U.S. President Donald Trump on Monday hailed a “great respect” between the U.S. and nuclear-armed North Korea, as he also held out the possibility of talks with Iran, stressing he does not want “terrible things” to happen.
Ahead of his summit talks with Prime Minister Shinzo Abe, Trump played down recent belligerence from Pyongyang, which last month fired short-range missiles that raised tensions in the region.
“I personally think that lots of good things will come with North Korea, I feel that. I may be right, I may be wrong, but I feel that,” Trump told reporters at Abe’s office.
“There’s a good respect built, maybe a great respect built between . . . the United States and North Korea, but we will see what happens,” added the president, whose failed talks with North Korean leader Kim Jong Un in Hanoi in late February sparked a fresh spike in tensions.

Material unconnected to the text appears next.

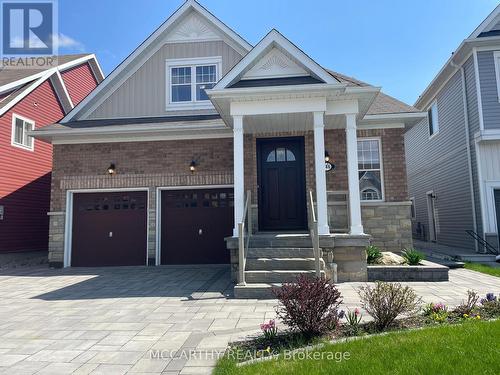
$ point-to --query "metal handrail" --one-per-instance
(490, 248)
(313, 230)
(244, 241)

He noted that when he came to office, there was “testing all the time, nuclear testing at the highest level, and that seems to have stopped.”

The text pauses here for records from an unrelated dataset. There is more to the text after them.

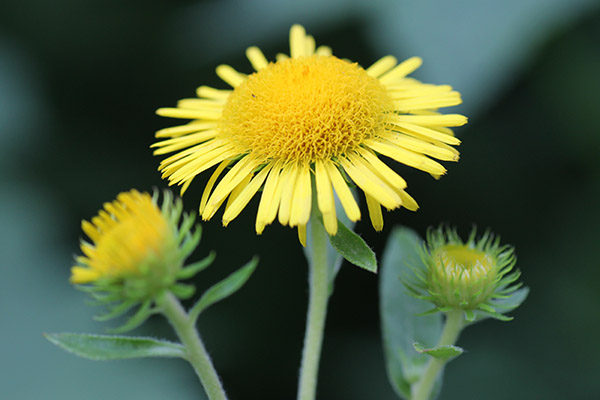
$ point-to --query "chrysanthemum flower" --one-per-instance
(137, 249)
(310, 121)
(470, 276)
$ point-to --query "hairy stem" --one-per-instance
(196, 352)
(453, 325)
(317, 310)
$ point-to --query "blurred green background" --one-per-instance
(79, 83)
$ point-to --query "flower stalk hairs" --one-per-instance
(466, 281)
(136, 259)
(303, 130)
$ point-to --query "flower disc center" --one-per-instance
(305, 109)
(464, 263)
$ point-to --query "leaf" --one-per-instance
(334, 258)
(353, 248)
(401, 326)
(223, 289)
(444, 352)
(502, 306)
(107, 347)
(140, 316)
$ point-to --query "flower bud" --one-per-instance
(469, 275)
(136, 252)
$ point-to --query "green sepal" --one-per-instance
(108, 347)
(136, 319)
(444, 352)
(401, 326)
(192, 269)
(223, 289)
(353, 248)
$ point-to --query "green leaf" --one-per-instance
(106, 347)
(140, 316)
(401, 326)
(502, 306)
(353, 248)
(223, 289)
(442, 352)
(334, 258)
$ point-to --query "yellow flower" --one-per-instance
(309, 115)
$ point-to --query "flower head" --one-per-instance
(136, 249)
(471, 276)
(310, 121)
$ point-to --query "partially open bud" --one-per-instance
(137, 251)
(471, 276)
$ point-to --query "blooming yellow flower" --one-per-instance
(309, 115)
(127, 235)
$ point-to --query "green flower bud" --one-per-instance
(470, 275)
(136, 253)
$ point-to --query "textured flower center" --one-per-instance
(464, 264)
(305, 109)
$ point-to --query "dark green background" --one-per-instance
(79, 83)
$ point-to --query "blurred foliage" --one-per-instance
(79, 83)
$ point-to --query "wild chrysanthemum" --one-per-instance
(136, 252)
(475, 275)
(309, 115)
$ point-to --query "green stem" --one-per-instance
(196, 352)
(317, 309)
(454, 324)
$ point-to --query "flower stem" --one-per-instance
(196, 352)
(317, 310)
(454, 323)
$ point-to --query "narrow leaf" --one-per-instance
(105, 347)
(442, 352)
(334, 258)
(353, 248)
(224, 289)
(136, 319)
(502, 305)
(401, 326)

On Sunday, Trump dismissed the recent missile tests from the North as “some small weapons” and appeared to undercut John Bolton, his national security adviser, who had said the day before that the launches contravened U.N. Security Council resolutions.
Trump said the recent tests had “disturbed some of my people, and others, but not me,” which was widely seen as a reference to Bolton.
Trump also struck a relatively dovish tone on Iran, amid mounting tensions with the historic American foe.
“I do believe that Iran would like to talk, and if they’d like to talk, we’d like to talk also,” Trump said.
“We’ll see what happens, but I know for a fact that the prime minister (Abe) is very close with the leadership of Iran … nobody wants to see terrible things happen, especially me.”
Abe is reportedly weighing a trip to Tehran in a bid to mediate in the Middle East crisis and Trump appeared to give the green light, saying, “We’ll see what happens, that would be fine.”
Trump is currently in Japan on a four-day state visit and he is the first foreign leader to meet newly enthroned Emperor Naruhito — an honor Abe hopes will help charm the U.S. president when it comes to thorny trade talks.